KOTA KINABALU: A senior citizen’s appeal against his sentence for raping a six-year-old girl four years ago was dismissed by the Court of Appeal here yesterday.
Justice Datuk Dr Badariah Sahamid, who sat with Justices Datuk Harmindar Singh Dhaliwal and Datuk Yew Jen Kie, made the unanimous decision to affirm the sentence imposed on Shamsul Rijal Abdullah, 67, after taking into consideration the appeal record and submissions by the parties concerned.
“We have carefully considered the appeal record and submissions by the appellant and the respondent.
“We are of the opinion that there was overwhelming evidence, safe conviction and no reason to decide otherwise.
“We affirm the decision of the High Court judge on the conviction as well as the sentence, the appeal is dismissed,” the court ruled.
On September 14, 2016, the Sessions Court sentenced the appellant to 18 years imprisonment and six strokes of the cane after finding him guilty of raping the minor inside a parked car at a village in Keningau on September 25, 2015.
The charge under Section 376 (2) of the Penal Code carries a jail term of up to 30 years and whipping, upon conviction.

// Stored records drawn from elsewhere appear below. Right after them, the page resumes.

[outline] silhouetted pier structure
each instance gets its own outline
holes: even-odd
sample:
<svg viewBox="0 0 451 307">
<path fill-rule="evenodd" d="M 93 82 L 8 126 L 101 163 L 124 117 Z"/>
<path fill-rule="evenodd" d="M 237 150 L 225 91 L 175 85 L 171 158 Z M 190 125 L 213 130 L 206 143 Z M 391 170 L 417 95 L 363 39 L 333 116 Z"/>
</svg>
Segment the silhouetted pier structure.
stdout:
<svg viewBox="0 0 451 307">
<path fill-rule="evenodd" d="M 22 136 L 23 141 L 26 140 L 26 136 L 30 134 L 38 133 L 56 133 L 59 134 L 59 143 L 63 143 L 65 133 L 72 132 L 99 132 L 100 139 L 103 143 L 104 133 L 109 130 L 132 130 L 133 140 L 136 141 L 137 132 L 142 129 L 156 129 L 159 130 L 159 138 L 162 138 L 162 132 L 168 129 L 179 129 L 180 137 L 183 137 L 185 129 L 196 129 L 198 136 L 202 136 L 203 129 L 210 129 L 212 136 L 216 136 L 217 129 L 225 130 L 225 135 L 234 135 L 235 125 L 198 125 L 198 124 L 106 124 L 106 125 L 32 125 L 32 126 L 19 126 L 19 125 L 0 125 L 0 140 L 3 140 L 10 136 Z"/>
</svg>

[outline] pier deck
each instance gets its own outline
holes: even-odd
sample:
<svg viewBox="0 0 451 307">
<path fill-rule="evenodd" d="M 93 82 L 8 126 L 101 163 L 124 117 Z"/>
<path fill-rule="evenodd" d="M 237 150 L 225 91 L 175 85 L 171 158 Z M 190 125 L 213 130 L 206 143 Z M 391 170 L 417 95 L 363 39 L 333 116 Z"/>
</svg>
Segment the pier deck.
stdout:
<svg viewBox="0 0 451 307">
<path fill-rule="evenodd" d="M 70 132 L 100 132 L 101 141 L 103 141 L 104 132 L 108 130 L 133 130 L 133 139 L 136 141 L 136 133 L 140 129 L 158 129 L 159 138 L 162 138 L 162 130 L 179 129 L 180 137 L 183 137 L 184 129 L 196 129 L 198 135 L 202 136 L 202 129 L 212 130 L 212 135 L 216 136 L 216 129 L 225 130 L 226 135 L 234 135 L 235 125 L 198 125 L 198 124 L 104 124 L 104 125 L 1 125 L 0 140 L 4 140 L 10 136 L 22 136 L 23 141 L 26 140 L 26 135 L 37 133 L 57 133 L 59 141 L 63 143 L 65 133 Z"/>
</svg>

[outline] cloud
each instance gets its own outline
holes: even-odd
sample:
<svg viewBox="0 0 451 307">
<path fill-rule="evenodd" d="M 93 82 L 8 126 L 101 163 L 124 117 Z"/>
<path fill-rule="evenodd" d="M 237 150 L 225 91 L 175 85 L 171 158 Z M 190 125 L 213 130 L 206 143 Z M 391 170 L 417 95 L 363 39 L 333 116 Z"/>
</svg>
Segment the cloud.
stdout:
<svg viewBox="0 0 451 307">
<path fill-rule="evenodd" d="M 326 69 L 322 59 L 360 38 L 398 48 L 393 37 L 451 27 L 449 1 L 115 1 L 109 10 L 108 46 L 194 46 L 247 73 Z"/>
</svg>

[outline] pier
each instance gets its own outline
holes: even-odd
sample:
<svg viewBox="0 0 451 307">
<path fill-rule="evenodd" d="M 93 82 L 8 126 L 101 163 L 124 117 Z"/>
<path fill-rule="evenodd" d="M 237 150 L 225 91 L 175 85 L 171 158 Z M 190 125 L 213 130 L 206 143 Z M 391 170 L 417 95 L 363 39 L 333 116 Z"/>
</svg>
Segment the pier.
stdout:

The appellant had then appealed against the Sessions Court’s decision but the High Court here upheld the conviction and sentence.
During the hearing yesterday, defence counsel Victor Chong urged the court to vary the conviction and sentence of his client on the grounds that there was no evidence of DNA and spermatozoa adduced in the trial of the case.
The counsel argued that the chemist, the defence second witness, had testified that the medical evidence was there but one possibility must be proved, such as penetration.
On the penetration, the counsel pointed out that the victim had testified that she did not remember how long the accused’s penis was inside her vagina.
The counsel also contended that there was no evidence the car seat where the rape took place was reclined though the victim’s mother had testified that she saw the car seat reclined, but the distance between the car and the position from where the mother alleged she saw it was quite far.
In reply, the prosecution submitted that the victim was a credible witness.
It said there was no specific procedure and inquiry conducted on the competency of the victim since she testified that she understood the meaning of lying and telling lies was a sin.
The prosecution submitted that the victim did testify as the 10th prosecution witness that the appellant had inserted his penis into her urination area for a while and that she felt a pain in the area.
The victim also saw the appellant’s face but he did not say anything and that both his hands were holding the car’s window.
The prosecution further submitted that the chemist, who was called as second defence witness, was to give evidence on DNA and that the witness was not an expert in obstetrics and gynaecology (O&G) cases.
An expert in O&G was called by the prosecution and had concluded that there was penetration because there was a tear on the victim’s hymen, but the witness could not conclude whether there was any ejaculation, and no contention was raised in the trial that the appellant could not penetrate.